Saturday, May 20, 2006

Day Eleven (May 19)

New York, New York. Two classes of formidably smart students. The reader as outlaw. The revision-rich road to publication.


Before reading a selection at Dalton Middle School, Frances explains that in the world of her novel, she and everyone in the room would be engaged in criminal activity.

At both Dalton Middle School and the Little Red Schoolhouse, Frances began by pointing out that in our world, there is nothing strange about an author giving a talk to a group of readers about a book, nothing strange about that book not bearing a governmental seal of approval. But if this were the world of Fly by Night, "the lights would be off, I would have likely had to smuggle the book in under my coat, and your teachers would have to be on the lookout at the doors in case constables showed up with muskets. And if the police did appear, we would all have to make a run for it lest we be arrested and some of us hanged. Because in the world of Fly by Night, books are considered dangerous." She then launched into a description of Mosca Mye, the novel's heroine, who is hated and feared by people because—like the students at the schools—"she is able to read."

Not only were members of the audience readers, but many were writers also, and they peppered Frances with well-considered questions about how she came to write and publish the book. And then our heroes were off for a bit of rest before the next day's signing and trip to Washington, D.C.


In a room at the Little Red Schoolhouse full of talented writers (their takes on Beowulf from Grendel's point-of-view were pinned to the right-hand wall), Frances tells the thrilling story of how her first novel came to be published.

Day’s Most Highbrow Questions:
“How many changes (edits) were there per page?”
(Answer: “It varied a great deal. Some chapters such as ‘J is for Judgment’ were rewritten completely and unrecognizably.

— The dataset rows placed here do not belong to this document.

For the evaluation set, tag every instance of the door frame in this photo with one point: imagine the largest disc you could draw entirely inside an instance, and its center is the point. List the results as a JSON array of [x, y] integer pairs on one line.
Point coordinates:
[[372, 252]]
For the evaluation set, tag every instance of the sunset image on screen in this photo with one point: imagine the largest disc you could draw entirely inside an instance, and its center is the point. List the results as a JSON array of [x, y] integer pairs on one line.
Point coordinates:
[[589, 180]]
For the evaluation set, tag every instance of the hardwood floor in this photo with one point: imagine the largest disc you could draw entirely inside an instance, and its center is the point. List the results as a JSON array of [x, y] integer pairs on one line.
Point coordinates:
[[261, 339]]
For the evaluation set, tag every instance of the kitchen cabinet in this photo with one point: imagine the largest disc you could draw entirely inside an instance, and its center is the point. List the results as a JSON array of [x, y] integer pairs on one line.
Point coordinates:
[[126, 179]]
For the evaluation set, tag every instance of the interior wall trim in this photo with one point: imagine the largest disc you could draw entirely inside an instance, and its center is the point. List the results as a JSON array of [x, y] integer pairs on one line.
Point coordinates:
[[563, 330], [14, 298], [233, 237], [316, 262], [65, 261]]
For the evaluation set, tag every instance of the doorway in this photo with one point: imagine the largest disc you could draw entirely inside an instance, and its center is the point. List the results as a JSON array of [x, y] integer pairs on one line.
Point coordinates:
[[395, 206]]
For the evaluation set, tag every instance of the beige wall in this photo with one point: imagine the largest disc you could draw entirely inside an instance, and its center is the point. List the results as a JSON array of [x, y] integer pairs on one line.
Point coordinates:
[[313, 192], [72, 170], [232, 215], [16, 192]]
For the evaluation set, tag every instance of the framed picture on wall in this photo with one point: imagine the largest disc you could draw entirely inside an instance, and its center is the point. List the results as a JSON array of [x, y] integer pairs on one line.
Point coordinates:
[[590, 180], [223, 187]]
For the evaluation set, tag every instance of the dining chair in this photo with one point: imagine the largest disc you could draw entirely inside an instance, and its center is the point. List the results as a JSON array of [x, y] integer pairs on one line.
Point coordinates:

On average, there were probably two or three per page.”)
“Will Fly by Night be translated?”
(Answer: Yes, into many languages, among them French, Greek, Portuguese, Finnish, Danish, Swedish, and Chinese.)
“If the novel is based on the eighteenth century, are parts of the story based on specific events and people?”
(Answer: Yes—much of it is based upon real historical figures and events, but with lots of big differences. But you don’t need to know a lot about English history to understand what is going on.)